第8話
「イヤー、しっかし奇遇やなー。まっさか阿倍野ちゃんがワシと同じT大学やなんて!」
この男、クボマサアキは最初から馴れ馴れしかった。
「ワシと阿倍野ちゃん、前世兄弟やったんちゃうん? カッカッカッ」
いくら同じ大学だからって、一応阿倍野さんはクボより二才年上だ。
仲良くなってからならまだしも、イキナリちゃん付け呼ばわりはどうかと思った。
これに対し、阿倍野さんはあまり大きなリアクションは見せなかった。
ノリノリハイテンションのクボと、誰とでもすぐに仲良くなれる早矢仕さんは、当初は非常に気が合ってるように見えた。
「シーハー、シーハー」
クボは歯に挟まった夕食の残飯を指でせせっていた。
後述するが、クボはとんでもない不潔だ。
俺は一緒に寮生活を送る中で、こやつが歯磨きしてるのを見た事がない。
クボはこの部屋に一番最後に来た分際で、とにかくこの部屋の主のように振る舞っていた。
初日の夜の時もそうだった。
「あー、アレな、ワシ真ん中の一番上にしてな?」
みんなで二段ベッドの何処で眠るかを決める時も、一人で勝手に場所を指定して談話室にさっさと消えてしまった。

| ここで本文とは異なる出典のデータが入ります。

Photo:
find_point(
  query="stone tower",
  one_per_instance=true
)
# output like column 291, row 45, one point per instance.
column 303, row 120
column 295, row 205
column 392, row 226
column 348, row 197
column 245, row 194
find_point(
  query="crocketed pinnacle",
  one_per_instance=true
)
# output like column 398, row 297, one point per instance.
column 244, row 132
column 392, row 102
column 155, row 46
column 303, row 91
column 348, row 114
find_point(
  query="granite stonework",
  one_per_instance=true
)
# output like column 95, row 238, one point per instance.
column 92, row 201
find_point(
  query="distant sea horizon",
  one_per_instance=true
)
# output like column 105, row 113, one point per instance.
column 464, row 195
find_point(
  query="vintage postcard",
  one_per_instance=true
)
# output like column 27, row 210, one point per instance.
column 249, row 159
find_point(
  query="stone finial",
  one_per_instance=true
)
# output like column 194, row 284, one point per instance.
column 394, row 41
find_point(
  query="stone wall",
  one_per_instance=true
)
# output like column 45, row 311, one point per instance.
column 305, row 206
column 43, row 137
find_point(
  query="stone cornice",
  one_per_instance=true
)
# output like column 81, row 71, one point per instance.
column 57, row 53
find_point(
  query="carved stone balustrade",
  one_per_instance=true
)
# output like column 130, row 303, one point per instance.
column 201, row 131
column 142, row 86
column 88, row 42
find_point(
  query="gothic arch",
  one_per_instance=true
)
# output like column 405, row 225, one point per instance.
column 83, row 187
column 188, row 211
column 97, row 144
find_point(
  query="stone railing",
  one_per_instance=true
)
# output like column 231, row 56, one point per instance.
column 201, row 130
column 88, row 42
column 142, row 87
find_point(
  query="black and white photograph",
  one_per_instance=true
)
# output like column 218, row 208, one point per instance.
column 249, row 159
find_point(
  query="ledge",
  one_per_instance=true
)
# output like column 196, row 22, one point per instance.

一応その時はみんなで希望を出し、重複したらジャンケンって決めてたのに…。
「まぁいいや。じゃ、みんなはどうする?」
いつの間にかこの101号室のまとめ役となった早矢仕さんがみんなに訊ねた。
年は阿倍野さんが一番上だが、この人はあまり前に出たがらないので、必然早矢仕さんがリーダーの座に就いた。
俺とザキと圭ちゃんは最年少だし、あとはクボしかいないから…。
結局ベッドの割り振りは、部屋の扉を開けて手前から俺が下、ザキが上。
真ん中の下が早矢仕さんで上がクボ。
一番奥の窓際の上が圭ちゃんで下が阿倍野さんとなったが、クボはいっつも決め事の時になると談話室でテレビを観ていた。
そして必ず
「アーッ!」
と言いながら談話室にあるカップラーメンの自販機で、カップヌードルを食べていた。
そのスープを飲み干す音が、いつも廊下に響いていた。